< Psalmen 130 >

1 Een bedevaartslied. Uit de diepten, o Jahweh, roep ik tot U,
Af det dybe raaber jeg til dig, Herre!
2 Heer, hoor mijn klagen; Laat uw oren toch luisteren Naar mijn bidden en smeken!
Herre! hør paa min Røst; lad dine Øren mærke paa mine ydmyge Begæringers Røst.
3 Ach Jahweh, zo Gij de zonde gedenkt, Ach Heer, wie zou het bestaan?
Dersom du, Herre, vil tage Vare paa Misgerninger, Herre! hvo kan da bestaa?
4 Neen, bij U is vergeving, Opdat ik vol hoop U zou vrezen, o Jahweh.
Men hos dig er Forladelse, paa det du maa frygtes.
5 Mijn ziel schouwt hunkerend naar zijn belofte, Mijn ziel smacht naar den Heer;
Jeg biede efter Herren, min Sjæl biede, og jeg haabede paa hans Ord.
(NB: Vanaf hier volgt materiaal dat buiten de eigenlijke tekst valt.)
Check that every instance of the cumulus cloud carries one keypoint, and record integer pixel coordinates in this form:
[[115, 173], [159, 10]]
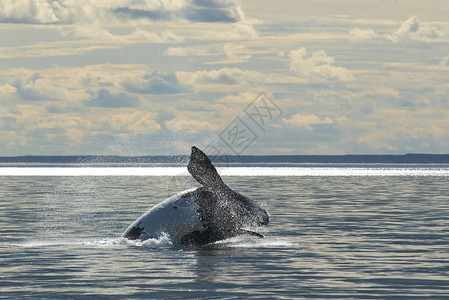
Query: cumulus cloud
[[27, 11], [234, 52], [306, 121], [223, 76], [71, 11], [317, 65], [444, 61], [106, 99], [414, 30], [156, 83], [410, 29], [360, 35]]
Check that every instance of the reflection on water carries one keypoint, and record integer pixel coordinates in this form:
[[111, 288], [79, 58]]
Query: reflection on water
[[329, 237]]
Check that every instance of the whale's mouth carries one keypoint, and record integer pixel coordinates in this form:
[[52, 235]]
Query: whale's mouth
[[263, 218]]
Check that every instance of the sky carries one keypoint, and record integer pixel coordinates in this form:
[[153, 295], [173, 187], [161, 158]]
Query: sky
[[249, 77]]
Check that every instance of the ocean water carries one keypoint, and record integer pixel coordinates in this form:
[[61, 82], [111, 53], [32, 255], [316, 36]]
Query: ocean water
[[372, 233]]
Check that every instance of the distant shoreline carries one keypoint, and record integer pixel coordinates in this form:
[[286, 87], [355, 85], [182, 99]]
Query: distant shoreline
[[336, 159]]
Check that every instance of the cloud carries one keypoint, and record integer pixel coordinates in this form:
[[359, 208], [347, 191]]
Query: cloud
[[27, 11], [192, 122], [228, 76], [82, 11], [236, 52], [156, 83], [444, 61], [410, 29], [317, 66], [413, 29], [105, 98], [361, 35], [306, 121]]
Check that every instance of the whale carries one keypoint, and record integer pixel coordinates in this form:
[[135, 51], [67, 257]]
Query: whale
[[200, 215]]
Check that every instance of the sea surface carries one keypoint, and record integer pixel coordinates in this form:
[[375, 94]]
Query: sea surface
[[339, 231]]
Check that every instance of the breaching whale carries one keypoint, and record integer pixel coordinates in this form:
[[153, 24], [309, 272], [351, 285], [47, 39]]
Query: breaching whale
[[200, 215]]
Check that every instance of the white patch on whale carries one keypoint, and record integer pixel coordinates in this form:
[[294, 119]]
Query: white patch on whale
[[201, 215]]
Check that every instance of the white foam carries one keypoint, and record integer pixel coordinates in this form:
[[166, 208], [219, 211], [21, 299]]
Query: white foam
[[232, 171]]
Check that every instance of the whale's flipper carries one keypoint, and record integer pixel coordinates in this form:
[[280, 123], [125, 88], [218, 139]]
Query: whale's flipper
[[202, 169]]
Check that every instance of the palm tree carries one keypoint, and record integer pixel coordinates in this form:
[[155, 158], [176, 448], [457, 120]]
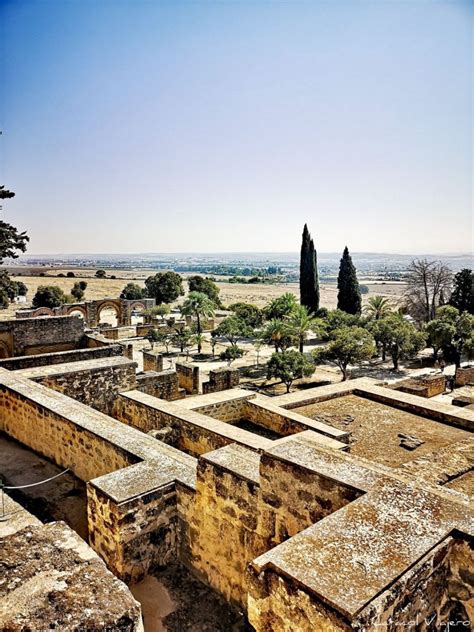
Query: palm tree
[[199, 305], [378, 307], [301, 322]]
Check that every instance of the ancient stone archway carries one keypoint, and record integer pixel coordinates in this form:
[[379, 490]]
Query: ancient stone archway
[[110, 305], [77, 308], [5, 351], [43, 311], [136, 309]]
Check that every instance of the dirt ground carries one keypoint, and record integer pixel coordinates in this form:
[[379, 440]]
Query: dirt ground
[[259, 294], [174, 601], [375, 428], [61, 499]]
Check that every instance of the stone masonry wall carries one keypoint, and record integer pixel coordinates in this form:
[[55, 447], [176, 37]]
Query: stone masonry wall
[[136, 537], [188, 377], [61, 357], [44, 335], [152, 361], [96, 384], [57, 438], [294, 498], [163, 385], [465, 375], [221, 380], [223, 523]]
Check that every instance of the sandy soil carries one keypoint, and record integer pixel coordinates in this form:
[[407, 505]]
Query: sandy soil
[[375, 428], [174, 601], [61, 499], [259, 294]]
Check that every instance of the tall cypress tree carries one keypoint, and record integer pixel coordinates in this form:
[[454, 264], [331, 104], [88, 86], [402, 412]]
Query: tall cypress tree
[[348, 296], [309, 283]]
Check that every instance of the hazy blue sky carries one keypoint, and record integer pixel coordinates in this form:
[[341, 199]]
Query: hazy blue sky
[[224, 126]]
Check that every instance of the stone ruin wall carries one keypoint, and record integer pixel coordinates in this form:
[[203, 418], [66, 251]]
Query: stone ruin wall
[[429, 386], [61, 357], [163, 384], [58, 438], [188, 377], [41, 335], [135, 537], [221, 380], [95, 386], [243, 503], [464, 376], [152, 361]]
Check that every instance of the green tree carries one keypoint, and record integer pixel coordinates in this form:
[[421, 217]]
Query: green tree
[[132, 292], [233, 329], [278, 334], [377, 307], [336, 318], [309, 282], [348, 345], [280, 308], [78, 290], [462, 296], [200, 306], [153, 337], [161, 310], [348, 296], [300, 323], [455, 333], [289, 366], [11, 241], [49, 296], [183, 338], [231, 353], [164, 287], [428, 282], [381, 331], [10, 287], [4, 299], [206, 286], [250, 314], [403, 338]]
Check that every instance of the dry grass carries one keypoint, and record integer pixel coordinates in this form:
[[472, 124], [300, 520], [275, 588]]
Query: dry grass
[[259, 294]]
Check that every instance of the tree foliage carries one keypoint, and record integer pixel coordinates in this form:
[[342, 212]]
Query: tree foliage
[[164, 287], [11, 240], [49, 296], [348, 345], [280, 308], [200, 306], [309, 282], [233, 329], [402, 338], [132, 292], [289, 366], [462, 296], [277, 333], [10, 287], [377, 307], [78, 290], [250, 314], [452, 332], [231, 353], [300, 323], [348, 296], [427, 283]]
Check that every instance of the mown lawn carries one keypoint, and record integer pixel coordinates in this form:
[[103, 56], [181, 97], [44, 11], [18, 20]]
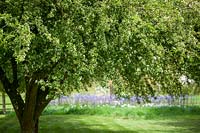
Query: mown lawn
[[90, 124]]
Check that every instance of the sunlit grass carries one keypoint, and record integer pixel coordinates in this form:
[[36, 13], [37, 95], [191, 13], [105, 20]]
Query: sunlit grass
[[87, 124]]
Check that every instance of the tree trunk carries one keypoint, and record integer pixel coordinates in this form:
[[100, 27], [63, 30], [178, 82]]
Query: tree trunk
[[3, 102]]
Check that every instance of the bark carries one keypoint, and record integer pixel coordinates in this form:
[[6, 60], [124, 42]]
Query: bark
[[3, 102]]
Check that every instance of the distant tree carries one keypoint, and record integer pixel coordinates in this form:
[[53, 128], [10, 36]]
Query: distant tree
[[51, 47]]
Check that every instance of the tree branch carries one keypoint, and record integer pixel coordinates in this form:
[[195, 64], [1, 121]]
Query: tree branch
[[11, 90], [14, 70]]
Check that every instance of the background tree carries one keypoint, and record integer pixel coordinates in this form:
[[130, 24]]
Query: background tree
[[50, 47]]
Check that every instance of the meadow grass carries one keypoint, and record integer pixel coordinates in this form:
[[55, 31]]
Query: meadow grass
[[103, 119], [103, 124], [126, 112]]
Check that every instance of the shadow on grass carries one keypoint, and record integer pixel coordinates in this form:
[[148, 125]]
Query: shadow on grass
[[64, 124], [100, 124]]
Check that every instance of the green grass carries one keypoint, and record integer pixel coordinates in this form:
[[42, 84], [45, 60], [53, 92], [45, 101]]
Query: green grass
[[90, 124], [126, 112], [62, 119]]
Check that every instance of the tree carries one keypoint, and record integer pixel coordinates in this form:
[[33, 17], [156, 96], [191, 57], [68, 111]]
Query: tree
[[50, 47]]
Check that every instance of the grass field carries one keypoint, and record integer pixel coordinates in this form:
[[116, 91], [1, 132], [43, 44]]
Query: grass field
[[108, 119], [100, 124]]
6 Meer dan wachters naar de morgen,
Min Sjæl længes efter Herren mere end Vægtere efter Morgenen, Vægtere efter Morgenen.
7 Ziet Israël naar Jahweh uit. Want bij Jahweh is ontferming, En overvloed van verlossing;
Israel! haab paa Herren; thi hos Herren er Miskundhed, og megen Forløsning er hos ham.
8 Hij zal Israël bevrijden Van al zijn zonden!
Og han skal forløse Israel af alle dets Misgerninger.